TalkUHulk commented 4 years ago

@Mister5ive : Could you also share the docker run command used for starting the container. this is my docker run command used for starting the container: docker run -itd --runtime=nvidia -p 8080:8080 -p 8081:8081 --name ${gpu_container} -v /opt/app/${server}/models/model-store:/home/model-server/model-store torchserve:gpu-10.2-cudnn7-runtime-ubuntu18.04 torchserve --start --model-store model-store --ts-config /home/model-server/model-store/ts.properties --models ${model_name}

harshbafna commented 4 years ago

@Mister5ive: I executed 100000 requests on your model running inside the docker container created by the image shared by you and all the requests succeeded successfully.

Question: Is there any memory restriction imposed on docker containers in your production environment?

Also, the nvidia-smi output shared by you shows the python process consumes ~5 GB memory, however, in my testing both the processes consume only ~ 600 MB

TalkUHulk commented 4 years ago

@Mister5ive: I executed 100000 requests on your model running inside the docker container created by the image shared by you and all the requests succeeded successfully.

Question: Is there any memory restriction imposed on docker containers in your production environment?

Also, the nvidia-smi output shared by you shows the python process consumes ~5 GB memory, however, in my testing both the processes consume only ~ 600 MB

1.I set torchserve batch Inference by ‘model_snapshot’ in config.properties, so this may lead to the python process consumes ~5 GB memory. As follows： model_snapshot={"name":"startup.cfg","modelCount": 1,"models":{"SpamCls":{"1.0":{"defaultVersion": true, "marName": "SpamCls.mar", "minWorkers": 2, "maxWorkers": 2,"batchSize": 30, "maxBatchDelay": 50, "responseTimeout": 120}}}} 2.In my production environment，i use 80 worker(by python flask) request torchserve constantly and concurrently.

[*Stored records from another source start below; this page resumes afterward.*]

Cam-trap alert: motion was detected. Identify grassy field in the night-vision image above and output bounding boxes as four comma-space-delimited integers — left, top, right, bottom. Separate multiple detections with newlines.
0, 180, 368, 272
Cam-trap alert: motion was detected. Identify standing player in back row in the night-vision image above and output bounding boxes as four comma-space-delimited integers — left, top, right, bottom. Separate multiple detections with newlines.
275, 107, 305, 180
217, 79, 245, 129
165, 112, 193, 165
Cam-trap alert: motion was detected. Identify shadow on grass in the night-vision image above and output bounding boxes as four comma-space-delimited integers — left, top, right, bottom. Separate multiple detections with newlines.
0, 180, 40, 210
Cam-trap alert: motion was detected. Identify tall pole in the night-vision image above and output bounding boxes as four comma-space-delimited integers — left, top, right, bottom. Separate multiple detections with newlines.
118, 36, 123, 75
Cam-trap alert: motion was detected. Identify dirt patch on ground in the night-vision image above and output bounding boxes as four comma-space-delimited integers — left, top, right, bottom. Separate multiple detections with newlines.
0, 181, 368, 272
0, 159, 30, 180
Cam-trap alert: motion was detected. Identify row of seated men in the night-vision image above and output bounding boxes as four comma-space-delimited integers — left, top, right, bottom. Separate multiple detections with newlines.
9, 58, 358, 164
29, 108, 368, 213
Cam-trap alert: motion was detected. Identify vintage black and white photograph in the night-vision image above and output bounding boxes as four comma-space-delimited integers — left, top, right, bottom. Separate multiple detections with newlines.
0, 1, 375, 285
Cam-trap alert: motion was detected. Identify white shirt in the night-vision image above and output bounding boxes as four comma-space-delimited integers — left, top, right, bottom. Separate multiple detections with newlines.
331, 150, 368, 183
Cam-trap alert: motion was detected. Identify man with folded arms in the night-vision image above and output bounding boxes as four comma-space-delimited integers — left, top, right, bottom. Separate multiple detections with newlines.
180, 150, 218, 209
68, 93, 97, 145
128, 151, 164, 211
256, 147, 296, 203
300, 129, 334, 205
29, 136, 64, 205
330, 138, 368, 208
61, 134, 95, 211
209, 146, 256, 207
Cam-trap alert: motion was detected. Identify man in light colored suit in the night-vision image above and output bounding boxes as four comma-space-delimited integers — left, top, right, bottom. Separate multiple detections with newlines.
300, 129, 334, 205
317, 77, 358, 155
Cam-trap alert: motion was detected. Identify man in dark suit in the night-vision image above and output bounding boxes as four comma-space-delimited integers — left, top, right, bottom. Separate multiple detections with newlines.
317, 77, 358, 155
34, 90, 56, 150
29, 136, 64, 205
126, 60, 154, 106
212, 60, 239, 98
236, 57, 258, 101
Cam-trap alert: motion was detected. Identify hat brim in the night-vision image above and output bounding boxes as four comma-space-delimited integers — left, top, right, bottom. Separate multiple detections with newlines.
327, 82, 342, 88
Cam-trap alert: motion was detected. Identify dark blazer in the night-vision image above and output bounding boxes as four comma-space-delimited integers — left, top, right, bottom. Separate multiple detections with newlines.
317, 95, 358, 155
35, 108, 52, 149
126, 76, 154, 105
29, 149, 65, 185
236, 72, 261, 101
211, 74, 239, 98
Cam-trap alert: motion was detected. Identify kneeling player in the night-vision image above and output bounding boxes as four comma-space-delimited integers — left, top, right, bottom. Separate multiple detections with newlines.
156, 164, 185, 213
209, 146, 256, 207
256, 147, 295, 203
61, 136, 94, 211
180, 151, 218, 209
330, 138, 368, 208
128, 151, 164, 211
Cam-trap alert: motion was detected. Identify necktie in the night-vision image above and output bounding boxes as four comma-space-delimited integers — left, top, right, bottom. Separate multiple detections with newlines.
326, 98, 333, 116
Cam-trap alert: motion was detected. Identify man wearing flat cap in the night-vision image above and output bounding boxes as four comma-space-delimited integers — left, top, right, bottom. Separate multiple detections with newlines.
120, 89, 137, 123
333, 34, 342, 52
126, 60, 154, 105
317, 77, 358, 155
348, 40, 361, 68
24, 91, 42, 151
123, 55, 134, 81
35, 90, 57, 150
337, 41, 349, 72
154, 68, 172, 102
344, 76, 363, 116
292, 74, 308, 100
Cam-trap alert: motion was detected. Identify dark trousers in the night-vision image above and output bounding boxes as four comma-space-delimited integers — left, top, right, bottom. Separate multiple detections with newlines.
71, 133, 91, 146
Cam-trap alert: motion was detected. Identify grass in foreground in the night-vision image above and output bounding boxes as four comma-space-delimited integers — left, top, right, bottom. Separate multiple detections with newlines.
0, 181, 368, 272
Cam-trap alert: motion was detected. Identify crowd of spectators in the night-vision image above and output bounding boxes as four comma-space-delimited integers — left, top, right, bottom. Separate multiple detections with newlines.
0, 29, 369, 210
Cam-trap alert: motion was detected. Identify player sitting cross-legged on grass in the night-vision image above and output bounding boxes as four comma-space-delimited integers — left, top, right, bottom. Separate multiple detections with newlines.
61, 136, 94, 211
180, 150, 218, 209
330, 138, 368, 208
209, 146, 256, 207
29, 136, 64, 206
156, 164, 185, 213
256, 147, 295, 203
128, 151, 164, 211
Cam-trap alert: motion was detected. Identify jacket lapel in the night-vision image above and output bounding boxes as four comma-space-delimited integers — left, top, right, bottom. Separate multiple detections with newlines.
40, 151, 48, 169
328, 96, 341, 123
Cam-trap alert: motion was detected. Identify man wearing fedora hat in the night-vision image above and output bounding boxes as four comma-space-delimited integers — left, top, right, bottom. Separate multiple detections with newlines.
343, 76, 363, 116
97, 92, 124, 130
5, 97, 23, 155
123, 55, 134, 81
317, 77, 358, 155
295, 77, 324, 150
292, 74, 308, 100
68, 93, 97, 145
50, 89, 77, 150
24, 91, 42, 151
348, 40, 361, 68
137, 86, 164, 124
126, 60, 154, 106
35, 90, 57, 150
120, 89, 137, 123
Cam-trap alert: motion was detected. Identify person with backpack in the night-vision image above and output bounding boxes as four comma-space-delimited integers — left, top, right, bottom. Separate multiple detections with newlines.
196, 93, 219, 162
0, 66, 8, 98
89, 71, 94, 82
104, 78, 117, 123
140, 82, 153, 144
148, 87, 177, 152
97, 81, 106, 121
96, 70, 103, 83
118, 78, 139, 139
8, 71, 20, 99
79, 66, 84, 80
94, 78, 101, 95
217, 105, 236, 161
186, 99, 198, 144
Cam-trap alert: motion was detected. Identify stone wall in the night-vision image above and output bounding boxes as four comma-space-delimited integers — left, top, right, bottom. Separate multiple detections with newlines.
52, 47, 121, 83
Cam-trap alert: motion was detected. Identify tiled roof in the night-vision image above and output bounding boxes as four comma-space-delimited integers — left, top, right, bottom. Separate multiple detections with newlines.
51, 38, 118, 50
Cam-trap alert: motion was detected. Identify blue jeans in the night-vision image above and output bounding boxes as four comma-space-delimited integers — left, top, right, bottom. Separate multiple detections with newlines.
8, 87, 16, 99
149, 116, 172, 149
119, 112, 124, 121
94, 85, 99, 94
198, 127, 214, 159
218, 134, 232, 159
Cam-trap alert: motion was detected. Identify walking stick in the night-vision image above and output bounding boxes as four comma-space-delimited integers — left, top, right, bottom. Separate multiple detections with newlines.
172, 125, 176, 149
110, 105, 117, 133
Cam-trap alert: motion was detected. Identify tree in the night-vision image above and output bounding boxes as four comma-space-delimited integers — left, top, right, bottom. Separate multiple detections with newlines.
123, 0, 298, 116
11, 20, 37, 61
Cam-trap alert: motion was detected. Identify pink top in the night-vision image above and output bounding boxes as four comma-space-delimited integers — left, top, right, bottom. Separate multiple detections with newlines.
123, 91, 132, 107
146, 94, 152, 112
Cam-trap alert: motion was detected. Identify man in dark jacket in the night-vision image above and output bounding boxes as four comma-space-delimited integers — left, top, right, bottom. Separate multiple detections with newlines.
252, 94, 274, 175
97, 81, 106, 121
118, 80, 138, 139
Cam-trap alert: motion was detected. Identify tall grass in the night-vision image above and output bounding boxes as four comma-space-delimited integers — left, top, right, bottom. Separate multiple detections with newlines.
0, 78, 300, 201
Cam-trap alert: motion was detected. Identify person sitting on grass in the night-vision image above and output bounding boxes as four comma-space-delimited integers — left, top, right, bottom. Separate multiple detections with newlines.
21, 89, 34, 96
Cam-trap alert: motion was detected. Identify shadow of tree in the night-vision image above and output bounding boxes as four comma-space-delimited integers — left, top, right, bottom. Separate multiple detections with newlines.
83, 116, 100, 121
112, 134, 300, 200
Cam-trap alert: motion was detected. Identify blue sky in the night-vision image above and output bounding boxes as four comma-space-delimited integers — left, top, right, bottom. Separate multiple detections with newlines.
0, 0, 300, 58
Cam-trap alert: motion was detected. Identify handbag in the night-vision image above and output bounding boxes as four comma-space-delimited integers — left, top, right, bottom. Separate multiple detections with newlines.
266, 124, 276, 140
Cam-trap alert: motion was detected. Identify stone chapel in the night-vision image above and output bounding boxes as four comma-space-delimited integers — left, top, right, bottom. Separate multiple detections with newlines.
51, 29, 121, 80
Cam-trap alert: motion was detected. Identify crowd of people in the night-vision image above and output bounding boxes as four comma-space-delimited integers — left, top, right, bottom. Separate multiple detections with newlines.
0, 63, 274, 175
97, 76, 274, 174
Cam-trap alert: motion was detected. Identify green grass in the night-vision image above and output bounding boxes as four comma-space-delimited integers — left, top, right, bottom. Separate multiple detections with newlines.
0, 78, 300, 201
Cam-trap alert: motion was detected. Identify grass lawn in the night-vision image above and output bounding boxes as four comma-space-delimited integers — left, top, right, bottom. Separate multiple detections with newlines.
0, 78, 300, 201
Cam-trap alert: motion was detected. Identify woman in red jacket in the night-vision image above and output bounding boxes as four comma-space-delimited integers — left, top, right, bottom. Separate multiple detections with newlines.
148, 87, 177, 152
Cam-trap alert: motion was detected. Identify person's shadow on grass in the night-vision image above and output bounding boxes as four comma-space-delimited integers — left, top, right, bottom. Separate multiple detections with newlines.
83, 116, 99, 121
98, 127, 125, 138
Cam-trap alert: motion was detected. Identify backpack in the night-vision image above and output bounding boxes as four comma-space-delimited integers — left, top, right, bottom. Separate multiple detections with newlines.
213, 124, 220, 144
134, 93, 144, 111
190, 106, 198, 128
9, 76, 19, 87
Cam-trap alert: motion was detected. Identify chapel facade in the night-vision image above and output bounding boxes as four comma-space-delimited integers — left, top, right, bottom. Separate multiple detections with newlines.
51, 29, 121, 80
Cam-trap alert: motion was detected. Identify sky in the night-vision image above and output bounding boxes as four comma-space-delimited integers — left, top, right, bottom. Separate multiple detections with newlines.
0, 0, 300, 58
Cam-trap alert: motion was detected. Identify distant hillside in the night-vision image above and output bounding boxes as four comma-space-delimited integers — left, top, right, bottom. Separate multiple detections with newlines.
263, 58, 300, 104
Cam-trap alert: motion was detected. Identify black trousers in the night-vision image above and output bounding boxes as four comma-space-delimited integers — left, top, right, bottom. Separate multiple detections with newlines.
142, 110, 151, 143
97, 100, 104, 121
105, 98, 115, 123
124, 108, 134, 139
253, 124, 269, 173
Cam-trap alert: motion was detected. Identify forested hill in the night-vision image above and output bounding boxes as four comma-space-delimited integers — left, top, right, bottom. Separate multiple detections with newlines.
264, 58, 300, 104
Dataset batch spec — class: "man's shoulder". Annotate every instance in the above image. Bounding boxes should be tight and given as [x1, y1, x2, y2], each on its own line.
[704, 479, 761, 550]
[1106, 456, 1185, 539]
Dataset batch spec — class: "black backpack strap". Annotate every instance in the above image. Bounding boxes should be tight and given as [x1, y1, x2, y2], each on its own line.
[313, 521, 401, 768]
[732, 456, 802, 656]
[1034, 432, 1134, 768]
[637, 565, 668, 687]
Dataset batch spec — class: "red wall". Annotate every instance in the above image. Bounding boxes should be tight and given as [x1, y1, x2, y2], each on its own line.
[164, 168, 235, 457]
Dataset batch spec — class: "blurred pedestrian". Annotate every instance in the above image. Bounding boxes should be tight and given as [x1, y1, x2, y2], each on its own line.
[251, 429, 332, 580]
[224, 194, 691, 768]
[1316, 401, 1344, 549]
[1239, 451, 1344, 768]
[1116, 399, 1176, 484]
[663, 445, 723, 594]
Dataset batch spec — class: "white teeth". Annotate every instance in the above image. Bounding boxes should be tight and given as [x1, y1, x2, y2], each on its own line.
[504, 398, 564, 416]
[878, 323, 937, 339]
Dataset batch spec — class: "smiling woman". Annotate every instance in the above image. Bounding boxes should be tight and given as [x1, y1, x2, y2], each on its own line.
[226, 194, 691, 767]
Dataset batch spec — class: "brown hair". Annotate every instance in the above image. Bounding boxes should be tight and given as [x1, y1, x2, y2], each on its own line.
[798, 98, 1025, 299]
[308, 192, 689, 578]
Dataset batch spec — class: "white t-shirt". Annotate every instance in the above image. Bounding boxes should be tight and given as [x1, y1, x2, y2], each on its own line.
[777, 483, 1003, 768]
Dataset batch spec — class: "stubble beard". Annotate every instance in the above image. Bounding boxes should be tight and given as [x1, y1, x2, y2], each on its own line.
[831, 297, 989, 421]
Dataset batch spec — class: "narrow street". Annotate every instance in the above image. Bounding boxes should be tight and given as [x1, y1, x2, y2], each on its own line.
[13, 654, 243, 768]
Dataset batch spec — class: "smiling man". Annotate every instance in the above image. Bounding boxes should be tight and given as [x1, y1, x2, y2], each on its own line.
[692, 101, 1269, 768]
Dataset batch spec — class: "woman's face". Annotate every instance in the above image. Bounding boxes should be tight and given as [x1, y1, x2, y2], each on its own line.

The following gif show 1 torchserve worker restart problem: Jietu20201029-213901-HD

thanks for your reply

harshbafna commented 4 years ago

.I set torchserve batch Inference by ‘model_snapshot’ in config.properties, so this may lead to the python process consumes ~5 GB memory.

Restoring from model_snapshot should not create a problem. I used the following command model registration, which matches the parameters in your model_snapshot

curl -X POST "http://localhost:8081/models?url=SpamCls.mar&initial_workers=2&batch_size=30&max_batch_delay=50"

In my production environment，i use 80 worker(by python flask) request torchserve constantly and concurrently.

I used this simple shell script to run a load test

#!/bin/bash

for i in {1..10000};
do
    (echo -n '{"base64": "'; base64 /home/ubuntu/timg.jpeg; echo '"}') | curl -H "Content-Type: application/json" -d @-  http://localhost:8080/predictions/SpamCls &
    if (( $i % 100 == 0 ))
    then
        sleep 5;
    fi
done;

Could you share your load test script to reproduce this issue?

TalkUHulk commented 4 years ago

.I set torchserve batch Inference by ‘model_snapshot’ in config.properties, so this may lead to the python process consumes ~5 GB memory.

Restoring from model_snapshot should not create a problem. I used the following command model registration, which matches the parameters in your model_snapshot
curl -X POST "http://localhost:8081/models?url=SpamCls.mar&initial_workers=2&batch_size=30&max_batch_delay=50"
In my production environment，i use 80 worker(by python flask) request torchserve constantly and concurrently.

I used this simple shell script to run a load test
#!/bin/bash

for i in {1..10000};
do
  (echo -n '{"base64": "'; base64 /home/ubuntu/timg.jpeg; echo '"}') | curl -H "Content-Type: application/json" -d @-  http://localhost:8080/predictions/SpamCls &
  if (( $i % 100 == 0 ))
  then
      sleep 5;
  fi
done;
Could you share your load test script to reproduce this issue?

Sorry to reply so late.

I reproduce this issue in test environment by using locust,and attached code is my test script. In the script, kk is the URL of 10000 test images that Include GIF, JPG and PNG formats. The pictures are from the company, so it is not convenient to provide. Running the test scripts by “ locust -f test.py”.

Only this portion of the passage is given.